EPS must be calculated by dividing profit or loss attributable to ordinary equity holders of the parent entity (the numerator) by the weighted average number of ordinary shares outstanding (the denominator) during the period.

When calculating basic EPS, the amounts attributable to ordinary equity holders of the parent entity in respect of; (a) profit or loss from continuing operations attributable to the parent entity, and (b) profit or loss attributable to the parent entity, shall be the amounts for (a) and (b) adjusted for the after-tax amounts of preference dividends, differences arising on the settlement of preference shares, and other similar effects of preference shares classified as equity.

Scenario

As of 31 December 2020, Company A had issued 150,000 ordinary shares at a par value of THB 100 each. Therefore, total share capital was THB 15,000,000.

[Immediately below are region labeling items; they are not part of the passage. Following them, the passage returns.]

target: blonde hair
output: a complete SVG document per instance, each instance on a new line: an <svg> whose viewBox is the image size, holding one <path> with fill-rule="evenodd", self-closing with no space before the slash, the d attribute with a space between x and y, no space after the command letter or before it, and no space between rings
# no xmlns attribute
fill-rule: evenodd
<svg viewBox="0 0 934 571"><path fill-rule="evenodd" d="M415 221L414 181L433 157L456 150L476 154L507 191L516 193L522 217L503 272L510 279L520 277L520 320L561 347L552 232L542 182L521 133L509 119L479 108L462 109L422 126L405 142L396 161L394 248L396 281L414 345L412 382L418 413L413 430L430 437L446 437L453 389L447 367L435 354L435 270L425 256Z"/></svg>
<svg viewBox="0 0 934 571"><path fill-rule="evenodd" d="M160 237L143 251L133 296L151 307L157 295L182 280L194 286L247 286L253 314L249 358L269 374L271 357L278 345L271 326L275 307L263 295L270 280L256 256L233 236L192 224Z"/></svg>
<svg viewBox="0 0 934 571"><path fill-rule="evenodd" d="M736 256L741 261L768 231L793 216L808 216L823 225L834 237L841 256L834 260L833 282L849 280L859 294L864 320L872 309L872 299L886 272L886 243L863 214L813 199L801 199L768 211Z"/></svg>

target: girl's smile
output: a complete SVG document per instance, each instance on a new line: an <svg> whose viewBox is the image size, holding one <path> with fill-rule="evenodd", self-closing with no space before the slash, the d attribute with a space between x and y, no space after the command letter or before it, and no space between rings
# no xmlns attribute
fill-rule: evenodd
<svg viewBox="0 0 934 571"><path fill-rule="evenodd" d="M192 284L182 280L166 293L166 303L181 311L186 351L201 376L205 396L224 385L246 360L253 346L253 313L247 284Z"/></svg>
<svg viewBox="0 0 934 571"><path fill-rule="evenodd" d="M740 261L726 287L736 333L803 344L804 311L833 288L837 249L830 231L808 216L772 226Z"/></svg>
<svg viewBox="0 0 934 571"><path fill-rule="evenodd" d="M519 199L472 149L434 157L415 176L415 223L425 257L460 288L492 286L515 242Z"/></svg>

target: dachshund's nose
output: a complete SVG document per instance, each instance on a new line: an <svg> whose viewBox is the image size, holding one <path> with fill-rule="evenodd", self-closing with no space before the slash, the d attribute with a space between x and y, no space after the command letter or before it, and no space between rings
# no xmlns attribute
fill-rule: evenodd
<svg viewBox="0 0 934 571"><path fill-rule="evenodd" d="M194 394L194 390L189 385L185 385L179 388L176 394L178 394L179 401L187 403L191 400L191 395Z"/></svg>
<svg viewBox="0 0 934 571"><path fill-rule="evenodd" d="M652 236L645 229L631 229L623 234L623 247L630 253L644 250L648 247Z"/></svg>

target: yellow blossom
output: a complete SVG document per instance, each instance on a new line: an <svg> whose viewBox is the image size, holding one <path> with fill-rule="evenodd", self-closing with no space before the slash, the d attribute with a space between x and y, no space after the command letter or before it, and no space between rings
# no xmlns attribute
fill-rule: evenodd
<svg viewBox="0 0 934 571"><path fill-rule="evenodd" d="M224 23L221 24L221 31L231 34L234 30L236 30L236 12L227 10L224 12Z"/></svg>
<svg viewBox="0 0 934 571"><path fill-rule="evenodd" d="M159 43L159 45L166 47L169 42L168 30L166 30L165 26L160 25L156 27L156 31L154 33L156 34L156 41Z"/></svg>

On 30 June 2021, the board of directors passed a resolution to increase the Company’s ordinary share capital from THB 15 million to THB 20 million (divided into 200,000 ordinary shares at a par value of THB 100 each).  

Company A issued additional shares for which the shareholders subscribed and registered the increase in share capital with the Department of Business Development on 1 July 2021.

Company A’s profit for 2021 was THB 30 million.

Issue

How should EPS be calculated? 

Response

TAS 33 states that, when calculating basic EPS, the number of ordinary shares shall be the weighted average number of ordinary shares outstanding during the period. As a result, Company A’s earnings per share should be calculated as follows:

Authorized share capital

Number of shares

Days

Calculation

Total weighted average number of ordinary shares

Ordinary shares

150,000

365

150,000 x
365 / 365

150,000.00

 

50,000

184
(1 July 2021 to
31 December 2021

50,000 x
184 / 365

25,205.48

Total

200,000

 

 

175,205.48

 

Profit in 2021

THB 30,000,000

Weighted average number of ordinary shares

175,205.48

Earnings per share

THB 171.23

Therefore, Company A’s earnings per share for 2021 were THB 171.23.

When disclosing EPS, Company A must disclose the amounts used as the numerators to calculate basic EPS, and the weighted average number of ordinary shares used as the denominator when calculating basic EPS, as well as a reconciliation of these two numbers.

References (in Thai language): TAS 33, and IAS 33.